Master’s in real estate alumnus Varadaraj Zamindar praises MRED for its strong emphasis on community building
Varadaraj Zamindar (MRED ’17), Founder of the Rao Raja of Indore Foundation, spends his time advocating for social change in his community, and appreciates the lessons he learned while pursuing his masters in real estate development at ASU.
Varadaraj Zamindar (MRED ’17) Founder of the Rao Raja of Indore Foundation, spends his time advocating for social change in his community, and appreciates the lessons he learned while pursuing his masters in real estate development at ASU.
The W. P. Carey School of Business interviewed Zamindar to learn more about his MRED experience, why he chose to pursue a career in real estate development, and what’s next in the industry.
Why W. P. Carey?
Real estate is about more than making money, for some it’s about developing community and preserving the environment. Zamindar, who had a background in business and law before he started the program, decided to pursue an MRED at the W. P. Carey School of Business as a strategic move. “Because I’m from India and was planning on studying abroad, I had to have a vision behind starting the program,” he says. “I found the MRED at W. P. Carey to be worth pursuing — the people who were getting in touch with me were so responsive, I couldn’t say no.”
He appreciated learning how to analyze various development situations from all perspectives. “You’ll have a more holistic view on how to proceed with development projects after graduation, because of your experience looking at the legal, the engineering, the finances, and the marketing.”
Zamindar valued the creative curriculum. “The program was offering a diverse amalgamation of disciplines,” Zamindar says. “It showed me how to manage the legal and the engineering aspects of development, and gave me the vision to integrate all of these aspects into a better future and a more cohesive environment.”
Because his focus after graduation was different from most of his classmates, he didn’t want to lose touch with the network that he had created during his time in the MRED. “Even though I knew I wouldn’t necessarily work with any of these business contacts, I appreciated how people were willing to go above and beyond for me.”
The MRED gave him the insight to communicate what he learned outside the real estate industry. “You do that through networking,” he mentions. “That’s one of the reasons why I joined the program at W. P. Carey, to be a part of a network of big figures within real estate.”

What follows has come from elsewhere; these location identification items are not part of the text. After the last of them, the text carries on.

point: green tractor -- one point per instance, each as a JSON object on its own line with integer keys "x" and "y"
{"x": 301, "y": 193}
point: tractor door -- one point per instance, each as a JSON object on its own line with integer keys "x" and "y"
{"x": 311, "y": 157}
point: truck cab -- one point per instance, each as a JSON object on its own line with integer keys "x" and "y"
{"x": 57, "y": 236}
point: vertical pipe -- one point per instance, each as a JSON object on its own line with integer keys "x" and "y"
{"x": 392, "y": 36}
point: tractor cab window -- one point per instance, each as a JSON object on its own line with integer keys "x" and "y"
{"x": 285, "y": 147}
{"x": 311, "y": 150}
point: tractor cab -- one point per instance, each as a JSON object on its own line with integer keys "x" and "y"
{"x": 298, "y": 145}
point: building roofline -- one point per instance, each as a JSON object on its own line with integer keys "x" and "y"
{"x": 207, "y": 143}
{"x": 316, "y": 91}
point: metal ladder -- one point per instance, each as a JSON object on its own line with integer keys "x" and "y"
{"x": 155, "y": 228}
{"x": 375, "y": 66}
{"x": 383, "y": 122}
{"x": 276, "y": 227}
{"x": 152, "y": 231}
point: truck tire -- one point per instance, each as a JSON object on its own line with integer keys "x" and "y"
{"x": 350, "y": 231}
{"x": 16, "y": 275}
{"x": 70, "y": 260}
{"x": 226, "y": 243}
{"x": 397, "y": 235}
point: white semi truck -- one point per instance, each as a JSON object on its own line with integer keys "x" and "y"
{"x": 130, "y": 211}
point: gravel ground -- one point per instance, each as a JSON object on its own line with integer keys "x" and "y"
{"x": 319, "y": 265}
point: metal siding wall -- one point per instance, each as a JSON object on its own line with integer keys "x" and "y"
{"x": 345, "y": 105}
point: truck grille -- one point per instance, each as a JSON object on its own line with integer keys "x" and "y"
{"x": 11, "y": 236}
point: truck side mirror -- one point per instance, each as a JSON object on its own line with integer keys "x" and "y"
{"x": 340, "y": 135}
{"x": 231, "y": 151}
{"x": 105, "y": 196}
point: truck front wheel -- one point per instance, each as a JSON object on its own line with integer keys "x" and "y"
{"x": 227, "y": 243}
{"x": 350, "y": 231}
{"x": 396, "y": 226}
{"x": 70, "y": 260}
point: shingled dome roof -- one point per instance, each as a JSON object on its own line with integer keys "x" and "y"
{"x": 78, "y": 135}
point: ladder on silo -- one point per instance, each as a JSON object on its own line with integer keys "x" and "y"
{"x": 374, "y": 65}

The emphasis on ethics was one of his favorite aspects of the program. “I learned how to maintain networks, and how to be conscious and ethical when dealing with real estate development projects,” Zamindar remembers. “I also learned that if you do make a mistake, own up to it, and be straight forward."
Why real estate development?
Zamindar wanted to pursue a degree that would directly impact his community. “The Rao Raja of Indore Foundation is basically our family foundation,” he explains. “We are the founding family and have a history that goes back 300 years.”
“My forefathers liberated the city from many atrocities, and I wanted to establish something of my own and contribute,” says Zamindar. “We have a foundation day every year, where we congratulate the people of the city who work to develop it; honoring them for their selfless love of the citizens of our city.”
Zamindar founded the Rao Raja of Indore Foundation because he cares about his community and maintaining his family’s legacy. “W. P. Carey helped me learn the importance of that.”
He appreciates real estate because it touches people. “Looking at it from the aspirational aspect, everyone wants to someday own land,” he says. “It’s a substantial part of our financial system; I think that’s why I gravitated towards it.”
COVID-19 has made people realize the importance of spaces. “Real estate shapes the community — technologies can change but you have to have real estate for everything to work,” Zamindar says.
Zamindar is currently working with two of the biggest land trusts in his city. “Because I come from a good family in the city, I stay here to help — we have an integration within the community,” he says. “They work well with me.”
He is currently working on projects in collaboration with farmers to make better processing capabilities for their produce. “In India, most farmers can’t really afford to have their own cold storage,” says Zamindar.
“At the heart of this project, I just want the best for these people, and to help as many farmers as possible,” he says. “Sometimes they get ripped off from traders who are willing to buy their produce in season at a lower price.”
“The traders then sell the produce — at a profit, because the farmers can’t afford cold storage,” says Zamindar. “It really is an injustice being done to farmers.”
Electricity is also an issue. “It isn’t widely being offered,” explains Zamindar. “During the winter time, it becomes really hard for them because they don’t have a lot of farm clothes, and their hands can get really frozen during the night from watering their crops.”